Standard C84.1 of the American National Standards Institute (ANSI) specifies that service voltage levels should be maintained at ±5% for 120 volt nominal service voltage to customer meters, for a range of 114 volts to 126 volts. Generally, utilities are highly motivated to reduce system voltage in order to the use less fuel and/or to use fuel more efficiently, to reduce carbon dioxide emissions, and to prolong equipment life. However, because of system losses and compensation for peak demand periods, utilities tend to provide service on the upper end of the C84.1 requirement (i.e., around 126 volts).
Typical voltage and VAR (Volt-Ampere or Volt Amperes Reactance) control devices include, for example, transformers provided with tap changers for adjusting transformer output voltage, feeder meters within substations to monitor the particular phase voltages on the feeders, and capacitor banks to reduce nonproductive reactive power flows through the distribution network. Such control devices may be used, for example, in an attempt to minimize power loss without causing voltage violations.

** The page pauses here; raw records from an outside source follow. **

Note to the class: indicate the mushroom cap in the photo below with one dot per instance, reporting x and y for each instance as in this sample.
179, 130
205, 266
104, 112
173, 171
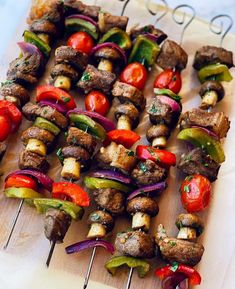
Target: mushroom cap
101, 217
144, 205
191, 221
212, 85
157, 131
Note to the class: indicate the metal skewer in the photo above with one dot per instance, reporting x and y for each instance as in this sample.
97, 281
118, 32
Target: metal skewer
14, 223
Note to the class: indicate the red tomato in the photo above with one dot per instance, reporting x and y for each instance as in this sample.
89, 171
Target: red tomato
81, 41
135, 74
21, 181
98, 102
195, 193
5, 125
169, 79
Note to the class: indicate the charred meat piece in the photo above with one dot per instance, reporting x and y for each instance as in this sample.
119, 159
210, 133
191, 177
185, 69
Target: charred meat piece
44, 26
136, 244
112, 200
56, 224
108, 21
128, 93
207, 55
77, 7
198, 162
161, 113
25, 70
37, 133
68, 55
148, 173
81, 138
172, 56
216, 122
95, 79
65, 70
129, 110
32, 111
3, 148
11, 89
116, 156
148, 29
30, 160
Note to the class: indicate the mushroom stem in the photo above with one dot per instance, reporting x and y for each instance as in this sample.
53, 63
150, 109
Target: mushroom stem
44, 37
36, 146
124, 122
63, 82
187, 233
96, 231
141, 221
71, 169
209, 99
105, 65
159, 142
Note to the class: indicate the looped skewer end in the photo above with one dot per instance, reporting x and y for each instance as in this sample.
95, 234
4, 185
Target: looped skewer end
155, 13
183, 20
219, 29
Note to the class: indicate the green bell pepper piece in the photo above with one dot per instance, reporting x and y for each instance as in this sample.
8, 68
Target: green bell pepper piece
21, 193
145, 51
87, 124
32, 38
117, 36
169, 93
42, 205
200, 138
96, 183
76, 24
218, 72
142, 266
47, 125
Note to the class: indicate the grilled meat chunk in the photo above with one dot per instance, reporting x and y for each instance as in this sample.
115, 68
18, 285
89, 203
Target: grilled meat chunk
172, 56
108, 21
34, 132
30, 160
130, 94
56, 224
161, 36
68, 55
148, 173
207, 55
136, 244
44, 26
25, 70
32, 111
161, 113
95, 79
112, 200
217, 122
62, 69
77, 7
15, 90
81, 138
181, 251
116, 156
198, 162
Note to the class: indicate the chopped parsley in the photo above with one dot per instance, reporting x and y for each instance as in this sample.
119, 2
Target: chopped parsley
86, 76
174, 267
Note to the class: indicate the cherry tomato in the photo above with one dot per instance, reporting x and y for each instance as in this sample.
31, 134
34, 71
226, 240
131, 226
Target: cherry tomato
81, 41
21, 181
169, 79
5, 125
135, 74
98, 102
195, 193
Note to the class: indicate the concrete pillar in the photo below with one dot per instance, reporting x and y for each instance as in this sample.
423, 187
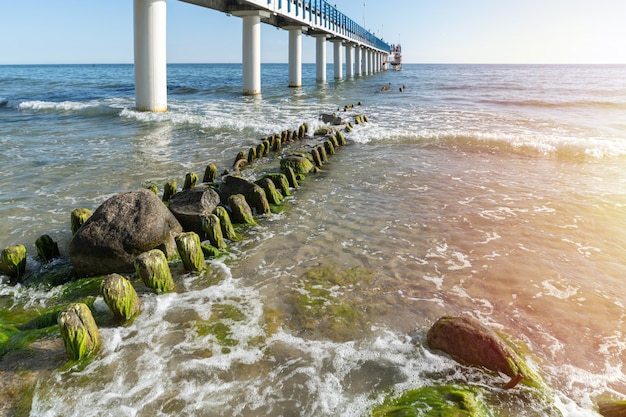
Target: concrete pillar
364, 60
150, 60
337, 64
251, 51
349, 64
295, 56
320, 58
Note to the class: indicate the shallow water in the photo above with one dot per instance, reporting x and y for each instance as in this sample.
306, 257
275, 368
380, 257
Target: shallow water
490, 191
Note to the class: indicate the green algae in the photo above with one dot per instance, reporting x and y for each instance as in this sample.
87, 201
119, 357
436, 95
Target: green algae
13, 262
79, 331
331, 302
121, 298
435, 401
190, 252
78, 217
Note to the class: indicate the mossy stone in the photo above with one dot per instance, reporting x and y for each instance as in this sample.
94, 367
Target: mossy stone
190, 251
210, 173
272, 194
169, 189
242, 213
299, 164
191, 179
120, 295
78, 217
154, 271
281, 183
213, 230
13, 262
79, 331
435, 401
228, 231
47, 248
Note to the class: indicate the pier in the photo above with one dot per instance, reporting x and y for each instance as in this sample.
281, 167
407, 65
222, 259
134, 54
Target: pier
364, 53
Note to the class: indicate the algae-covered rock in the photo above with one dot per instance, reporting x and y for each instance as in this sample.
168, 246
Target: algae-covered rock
228, 231
78, 217
192, 205
291, 177
47, 248
123, 227
272, 194
281, 183
154, 271
213, 230
436, 401
13, 262
190, 251
299, 164
191, 180
210, 173
79, 331
118, 293
169, 189
242, 213
468, 341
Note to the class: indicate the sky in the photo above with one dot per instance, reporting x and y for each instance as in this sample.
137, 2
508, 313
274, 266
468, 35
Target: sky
430, 31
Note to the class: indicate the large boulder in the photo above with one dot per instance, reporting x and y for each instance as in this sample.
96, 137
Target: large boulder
119, 230
192, 205
468, 341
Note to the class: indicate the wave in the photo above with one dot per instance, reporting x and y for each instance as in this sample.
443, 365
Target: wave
94, 107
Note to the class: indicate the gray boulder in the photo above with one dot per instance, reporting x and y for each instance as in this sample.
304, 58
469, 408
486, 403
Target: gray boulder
123, 227
192, 205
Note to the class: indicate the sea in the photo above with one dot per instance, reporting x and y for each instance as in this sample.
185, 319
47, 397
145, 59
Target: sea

Generally, a VAR is useless energy that is created by a phase shift between the voltage and current in a line. VARs are introduced into the system through capacitance and inductive loading generated by customer equipment, such as but not limited to electronics, heavy industrial equipment, and the like. To remove VAR, one either has to increase the amount of power generation or implement controls, e.g., capacitance banks, in the grid to compensate for the VARs and realign the voltage and current sine waves. A capacitance bank introduces a phase shift into the network to compensate for the shift between the voltage and current sine waves in an attempt to counteract the losses associated with VARs. However, capacitance banks are not necessarily effective to counteract all VAR, and the utility typically still generates extra power to make up for the VARs that are in the system.
In current control scenarios, there are multiple control devices on a distribution network that are used and monitored independently of one another. More particularly, the grid controls in use today typically lack two-way communication, switching in or out automatically based on supervisory control and/or data acquisition (SCADA) interaction. Accordingly, there is minimal coordination within the system when an adjustment is made (e.g., coordination at one transformer when a switching event occurs at another transformers in the same network). Additionally, even if these controls are implemented on the distribution side of the grid, utilities may not have access to collected event data, resulting in a system with very little transparency. As such, with data about individual control events, there is a limit to what can be initiated by utilities to make corrections that affect their end users. This uncoordinated scenario is not optimal.
There is therefore a need in the art for a process, device and system that deploys a plurality of sensors to the grid to monitor the effect of a switching event at the grid level on a real-time synchronized basis.